Polish mobilities and the re-making of self, family and community
Economic and Social Research Council (PhD studentship)
PI: Kate Botterill
This PhD project explored the social and spatial mobilities of young Polish people migrating between Poland and the UK, and the ways in which these mobilities relate to and affect the self, the family and the community. The project combined meta-theories of transformation and ‘new mobilities’ with scholarship on transnational migration. The project produced a detailed, empirical analysis of the personal histories, practices and relations of mobility for post-accession Polish nationals, and their journeys between Poland and the UK. A key finding of the research was that spatial and social mobility are differentially and relationally experienced by young Polish people and that social forms, such as the family and the community, are being revived and re-configured in the context of post-accession and post-socialist mobility.
Lifestyle Migration in East Asia
Economic and Social Research Council
PI: Prof. Karen O’Reilly (Loughborough Univeristy; Co-Is: Prof. Rob Stones (University of Western Sydney); Dr Maggy Lee (University of Hong Kong) PDRA: Kate Botterill
This project examined the motivations, experiences and outcomes of Lifestyle Migration, as a contemporary form of social mobility, in South-East Asian contexts. The main research questions were: How are mobility and quality of life understood within eastern and western migrants’ everyday lives and with what consequences for the ways in which they make sense of themselves and their relationships with others? How, in the light of the above, can a more integrated and informed understanding of lifestyle migration and flexible citizenship be developed and how might this set an agenda for further research? These were addressed through an empirical study of British migrants to Malaysia, Thailand and Hong Kong, and Hong Kong migrants to mainland China. The project was informed by strong structuration theory and employed virtual and visual ethnographic methods and life history interviews with migrant men and women. The research aimed to: increase the effectiveness of services and public policy (in UK, China, Hong Kong, Thailand and Malaysia); enhance UK economic competitiveness by encouraging effective help for, and mobilising resources of, British abroad; enhance quality of life through improved health and social welfare; to enhance mutual understanding in lifestyle destinations.

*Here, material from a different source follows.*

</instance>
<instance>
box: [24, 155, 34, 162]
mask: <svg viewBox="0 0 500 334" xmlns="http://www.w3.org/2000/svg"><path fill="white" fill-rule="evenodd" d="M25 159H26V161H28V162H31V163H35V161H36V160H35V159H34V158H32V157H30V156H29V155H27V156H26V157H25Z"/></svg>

Young people’s everyday geopolitics in Scotland: Race, place and identity
Arts and Humanities Research Council
PI: Prof. Peter Hopkins (Newcastle University); Co-I’s: Dr Gurchathen Sanghera (University of St Andrews), Prof. Rowena Arshad (Edinburgh University); PDRA: Kate Botterill
This research explored the ‘everyday geopolitics’ of ethnic and religious minority young people growing up in Scotland. The project aimed to investigate a number of issues relating to young people’s experiences of discrimination, the ways in which they are, or are not, mistaken for being Muslim (and so experience Islamophobia as a result), and their perceptions about everyday geopolitics (referring to the ways in which international, national, state and local political issues shape, and are shaped by, people’s everyday lives in different contexts). Using a qualitative research approach, we conducted 45 focus groups and 224 interviews. In total, 382 young people participated in the research across urban and rural Scotland.